LLM Evaluator Tool: Runtime Checks for Quality and Safety
NEO built a flexible evaluator that scores model outputs against rubrics. Use it to gate prompts, routing, and fine-tunes before they touch real users. The tool is aimed at teams that already ship LLM features and need repeatable scoring, not one-off eyeball review.
Problem Statement
We asked NEO to ship one CLI and API surface for evaluation batches: custom criteria, rolled-up scores, and exports your CI and product reviews can actually use. Spreadsheet grading and ad hoc rubrics do not scale when you compare models, prompt versions, or weekly releases.
Solution Overview
- Rubric engine: Criteria and weights live in YAML so you can version them beside application code.

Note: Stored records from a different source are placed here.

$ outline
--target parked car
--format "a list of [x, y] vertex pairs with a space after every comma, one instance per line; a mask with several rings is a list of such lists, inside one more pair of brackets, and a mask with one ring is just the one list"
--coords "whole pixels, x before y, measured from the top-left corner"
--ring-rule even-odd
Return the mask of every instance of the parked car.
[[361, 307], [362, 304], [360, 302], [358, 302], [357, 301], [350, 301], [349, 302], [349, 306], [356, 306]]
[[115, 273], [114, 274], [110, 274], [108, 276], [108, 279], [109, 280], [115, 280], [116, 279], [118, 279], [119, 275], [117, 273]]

- Batch mode: CSV or JSON in, scored rows out, with optional parallelism for large sets.
- Extensible judges: Rules, embedding similarity, or LLM-as-judge behind a common interface.
- Composite scoring: Per-dimension scores roll into a single weighted index for pass and fail thresholds.

Evaluation Dimensions
The default rubric treats each response as a structured artifact and scores it on five dimensions. Each dimension uses a 1 to 5 scale in the underlying implementation; those roll into a 0 to 100 weighted composite you can threshold in CI.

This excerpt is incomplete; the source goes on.